I refused to acknowledge my therapist's diagnosis and her request that I get more help and consider medication when I could have. I held on until I shattered into tiny broken pieces. Dieties and scientific principles bless my husband, he helped my broken self get to the help I desperately needed.
Now I'm back trying to learn how to bring myself back into life without risking another major breakdown. Most days I stay inside and sometimes pop online. Bad days I stay in a room and read. I'm getting slowly better, but the wrong social situation can leave me shaking and emotionally all over the place for a couple days. I still get way too involved trying to help people who may not even want to be helped. I still feel obligated to rush to assist, but I can at least stop and say no now. I can realize when a situation isn't good for me, and I can do so with only minimal guilt.
I don't go out much, but people come by regularly, and that's good. I don't have many bad days, but I don't really have good days much either. It's still probably a two to one ratio, but that's much better than it was. I self medicate with alcohol much less-though I was never very bad for it, but worse than I should have been.

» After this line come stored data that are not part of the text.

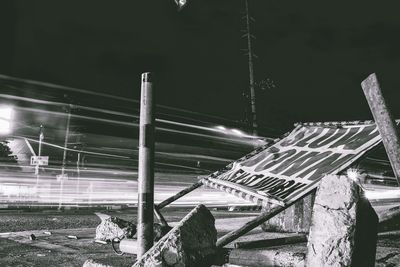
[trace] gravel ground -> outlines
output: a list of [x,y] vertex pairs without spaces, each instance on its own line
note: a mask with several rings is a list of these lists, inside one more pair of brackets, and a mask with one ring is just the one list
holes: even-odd
[[[179,221],[191,208],[166,208],[162,210],[169,222]],[[94,210],[44,210],[35,212],[2,211],[0,212],[0,233],[25,230],[92,228],[100,223]],[[97,210],[97,212],[117,216],[121,219],[136,222],[136,209]],[[244,217],[257,212],[212,211],[215,218]],[[155,222],[157,220],[155,219]]]

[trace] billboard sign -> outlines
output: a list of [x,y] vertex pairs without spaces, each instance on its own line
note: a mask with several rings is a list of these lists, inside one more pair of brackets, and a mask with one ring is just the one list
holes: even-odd
[[284,206],[337,174],[381,141],[375,124],[298,125],[269,147],[258,149],[204,179],[208,186],[257,204]]

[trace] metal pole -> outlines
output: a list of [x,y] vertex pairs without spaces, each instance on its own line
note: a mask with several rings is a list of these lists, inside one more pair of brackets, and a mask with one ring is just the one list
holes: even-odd
[[68,146],[68,137],[69,137],[69,124],[71,121],[71,107],[72,105],[68,105],[68,117],[67,117],[67,128],[65,129],[65,139],[64,139],[64,152],[63,152],[63,160],[62,160],[62,167],[61,167],[61,184],[60,184],[60,199],[58,203],[58,209],[62,207],[62,197],[63,197],[63,190],[64,190],[64,176],[65,176],[65,165],[67,161],[67,146]]
[[[40,157],[42,155],[42,141],[44,138],[44,134],[43,134],[43,125],[40,125],[40,131],[39,131],[39,151],[38,151],[38,157]],[[35,174],[36,174],[36,187],[38,187],[39,185],[39,179],[40,179],[40,175],[39,175],[39,162],[36,164],[35,166]]]
[[153,246],[154,92],[152,78],[149,72],[142,74],[138,171],[138,259]]
[[383,145],[389,157],[390,164],[397,182],[400,185],[400,138],[396,129],[396,122],[386,105],[378,79],[375,73],[372,73],[361,83],[361,87],[367,98],[368,105],[374,116],[382,138]]
[[251,104],[251,120],[253,134],[257,135],[257,116],[256,116],[256,90],[254,86],[254,68],[253,68],[253,50],[251,45],[251,32],[250,32],[250,16],[249,4],[247,0],[244,1],[246,5],[246,30],[247,30],[247,49],[249,57],[249,82],[250,82],[250,104]]

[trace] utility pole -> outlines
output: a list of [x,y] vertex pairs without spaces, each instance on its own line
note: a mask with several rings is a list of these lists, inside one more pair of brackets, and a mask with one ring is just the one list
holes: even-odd
[[250,31],[250,20],[254,20],[249,15],[249,4],[248,0],[244,0],[246,7],[245,21],[246,21],[246,29],[244,37],[247,37],[247,56],[248,56],[248,64],[249,64],[249,89],[250,89],[250,106],[251,106],[251,127],[254,135],[257,135],[257,115],[256,115],[256,90],[255,90],[255,82],[254,82],[254,67],[253,67],[253,58],[255,55],[252,50],[252,38],[255,38],[254,35],[251,34]]
[[142,74],[140,98],[138,224],[140,259],[153,246],[154,208],[154,90],[152,73]]
[[62,167],[61,167],[61,175],[60,175],[60,199],[58,203],[58,209],[60,210],[62,207],[62,198],[63,198],[63,190],[64,190],[64,180],[65,180],[65,166],[67,162],[67,147],[68,147],[68,136],[69,136],[69,125],[71,121],[71,109],[72,105],[69,104],[67,108],[67,127],[65,128],[65,139],[64,139],[64,152],[63,152],[63,160],[62,160]]

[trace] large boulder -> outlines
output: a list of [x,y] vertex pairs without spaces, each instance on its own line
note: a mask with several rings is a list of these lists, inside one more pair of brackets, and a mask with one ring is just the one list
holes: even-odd
[[133,266],[209,266],[216,253],[216,241],[215,219],[204,205],[199,205]]
[[96,228],[97,240],[110,241],[114,238],[132,238],[136,234],[136,225],[113,216],[99,216],[101,223]]
[[374,266],[378,216],[346,176],[322,179],[314,203],[306,266]]

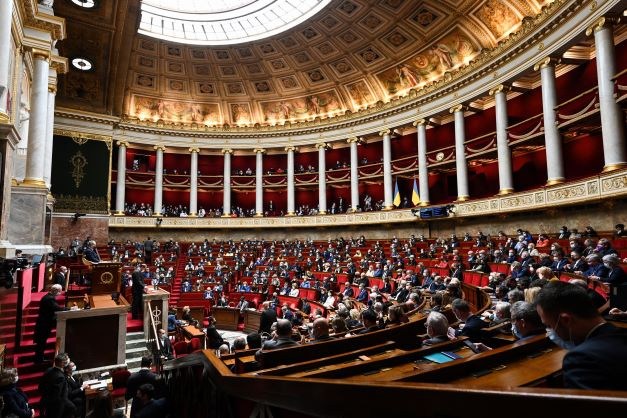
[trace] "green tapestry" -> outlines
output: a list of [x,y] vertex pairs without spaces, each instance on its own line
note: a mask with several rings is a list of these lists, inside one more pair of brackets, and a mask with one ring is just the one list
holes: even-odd
[[55,212],[108,213],[110,143],[55,135],[52,196]]

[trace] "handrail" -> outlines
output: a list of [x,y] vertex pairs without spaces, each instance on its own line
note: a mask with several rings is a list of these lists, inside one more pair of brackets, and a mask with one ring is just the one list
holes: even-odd
[[510,130],[510,129],[515,128],[515,127],[517,127],[517,126],[520,126],[520,125],[522,125],[522,124],[524,124],[524,123],[527,123],[527,122],[529,122],[529,121],[532,121],[532,120],[534,120],[534,119],[537,119],[538,117],[542,117],[543,115],[544,115],[544,113],[538,113],[537,115],[531,116],[530,118],[527,118],[527,119],[525,119],[525,120],[523,120],[523,121],[520,121],[520,122],[515,123],[515,124],[513,124],[513,125],[509,125],[509,126],[507,127],[507,129],[508,129],[508,130]]
[[616,80],[618,77],[621,77],[623,75],[627,74],[627,68],[625,68],[623,71],[621,71],[620,73],[616,74],[614,77],[612,77],[610,80]]
[[588,90],[586,90],[586,91],[576,95],[575,97],[573,97],[571,99],[568,99],[565,102],[562,102],[562,103],[558,104],[557,106],[555,106],[553,108],[553,110],[557,110],[557,109],[559,109],[559,108],[561,108],[563,106],[566,106],[567,104],[572,103],[572,102],[574,102],[574,101],[576,101],[578,99],[581,99],[583,96],[585,96],[585,95],[587,95],[589,93],[592,93],[593,91],[598,90],[598,89],[599,89],[598,86],[592,87],[591,89],[588,89]]

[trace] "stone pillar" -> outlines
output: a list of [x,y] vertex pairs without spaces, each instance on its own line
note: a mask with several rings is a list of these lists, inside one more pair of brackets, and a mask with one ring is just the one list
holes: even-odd
[[464,107],[457,105],[450,112],[455,117],[455,170],[457,171],[457,201],[468,200],[468,164],[466,164],[466,128],[464,126]]
[[496,112],[496,152],[499,164],[499,194],[506,195],[514,191],[512,170],[512,151],[507,140],[507,92],[509,87],[501,84],[490,90],[494,96]]
[[327,213],[327,158],[325,151],[327,144],[316,144],[318,148],[318,213]]
[[191,147],[189,164],[189,216],[198,215],[198,147]]
[[11,20],[13,0],[0,1],[0,121],[9,115],[6,109],[9,89],[9,63],[11,62]]
[[427,121],[414,122],[418,134],[418,187],[420,188],[420,206],[429,205],[429,169],[427,166]]
[[392,144],[391,131],[386,129],[379,132],[383,137],[383,209],[394,208],[394,190],[392,190]]
[[351,211],[356,211],[359,206],[359,157],[357,156],[358,138],[349,138],[351,147]]
[[161,216],[163,209],[163,145],[155,145],[157,151],[157,164],[155,165],[155,207],[153,208],[154,216]]
[[257,167],[255,179],[255,216],[263,216],[263,148],[257,148]]
[[544,116],[544,143],[546,149],[547,186],[564,182],[564,158],[562,156],[562,138],[557,128],[555,107],[557,91],[555,89],[555,61],[547,57],[537,63],[533,69],[540,70],[542,82],[542,113]]
[[33,85],[31,93],[30,124],[28,129],[28,155],[24,185],[46,187],[44,161],[48,123],[48,72],[50,54],[33,50]]
[[[54,72],[55,70],[50,70]],[[45,160],[44,160],[44,181],[46,186],[50,189],[50,178],[52,177],[52,149],[54,138],[54,103],[57,96],[57,87],[54,85],[48,86],[48,111],[47,111],[47,126],[46,126],[46,147],[45,147]]]
[[[9,215],[13,207],[11,198],[11,173],[13,172],[13,154],[19,134],[15,125],[0,123],[0,257],[15,257],[15,245],[9,240]],[[26,219],[28,223],[30,219]]]
[[295,190],[294,190],[294,151],[296,148],[289,145],[285,147],[287,151],[287,216],[294,216],[296,211]]
[[118,174],[115,183],[116,215],[124,215],[126,196],[126,147],[128,147],[128,142],[118,141]]
[[594,48],[597,59],[597,82],[599,84],[599,106],[601,109],[601,132],[603,134],[603,171],[612,171],[627,165],[625,149],[625,120],[614,98],[614,80],[618,73],[614,51],[613,19],[602,17],[586,30],[594,33]]
[[231,216],[231,155],[233,150],[223,149],[224,154],[224,194],[222,196],[222,216]]

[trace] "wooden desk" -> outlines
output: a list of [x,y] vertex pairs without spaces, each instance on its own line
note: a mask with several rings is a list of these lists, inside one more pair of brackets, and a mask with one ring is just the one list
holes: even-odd
[[229,331],[237,331],[239,323],[239,309],[236,308],[213,308],[213,317],[216,319],[216,328]]
[[261,312],[244,311],[244,332],[257,332],[261,323]]
[[196,328],[194,325],[187,325],[187,326],[181,327],[181,330],[183,331],[183,335],[185,335],[189,339],[192,339],[192,338],[200,339],[203,350],[207,348],[207,338],[206,338],[207,336],[202,330]]
[[89,297],[92,309],[115,308],[118,306],[116,301],[111,299],[111,295],[93,295]]

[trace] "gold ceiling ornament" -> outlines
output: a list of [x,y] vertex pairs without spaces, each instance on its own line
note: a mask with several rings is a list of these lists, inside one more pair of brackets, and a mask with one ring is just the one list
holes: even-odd
[[52,39],[65,39],[65,19],[48,13],[40,13],[37,0],[22,0],[16,2],[24,17],[24,26],[50,32]]
[[189,152],[191,152],[192,154],[193,154],[193,153],[198,154],[198,153],[200,153],[200,148],[198,148],[198,147],[190,147],[190,148],[188,149],[188,151],[189,151]]
[[[89,140],[94,141],[103,141],[107,145],[107,149],[111,150],[111,145],[113,144],[113,137],[108,135],[98,135],[92,134],[88,132],[79,132],[79,131],[70,131],[67,129],[54,129],[54,135],[65,136],[71,138],[72,141],[76,142],[78,145],[83,145]],[[118,141],[118,144],[121,141]],[[124,143],[128,146],[128,142],[124,141]]]
[[391,133],[392,133],[392,131],[391,131],[390,129],[385,128],[385,129],[383,129],[383,130],[381,130],[381,131],[379,132],[379,136],[390,135]]
[[164,151],[165,151],[165,145],[162,145],[162,144],[155,145],[155,146],[153,147],[153,149],[154,149],[155,151],[162,151],[162,152],[164,152]]
[[230,148],[225,148],[222,150],[222,154],[233,154],[233,150]]
[[77,151],[76,154],[70,158],[72,164],[72,179],[74,179],[74,185],[78,189],[85,177],[85,167],[87,166],[87,158],[82,152]]
[[555,66],[557,64],[560,63],[560,59],[559,58],[555,58],[555,57],[546,57],[546,58],[542,58],[540,61],[538,61],[534,66],[533,66],[533,71],[538,71],[542,68],[546,68],[546,67],[550,67],[550,66]]
[[412,123],[413,126],[418,126],[418,125],[428,125],[429,122],[426,119],[418,119],[415,120],[414,123]]

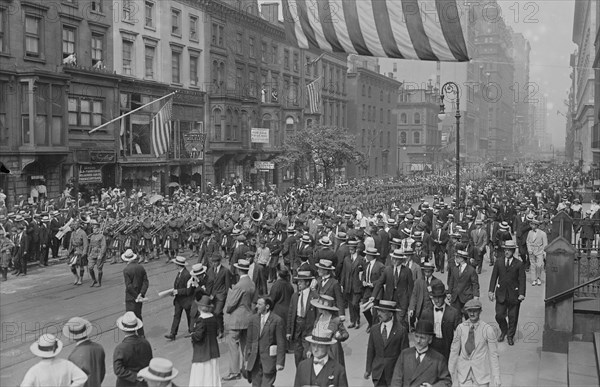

I'm starting to set boundaries now, and that's good. I'm trying to get to the point where I can see my life outside my house. Then the next step will be working towards it. I still can't drive, just getting behind the wheel makes me shake uncontrollably.
One step at a time, I'm trying to put myself back together. It's a long work and I should have listened, but I didn't want to be broken, I didn't want to be on meds and I didn't want that stigma. Now I'm paying for it. At least with that, I know that I won't let that mistake happen again.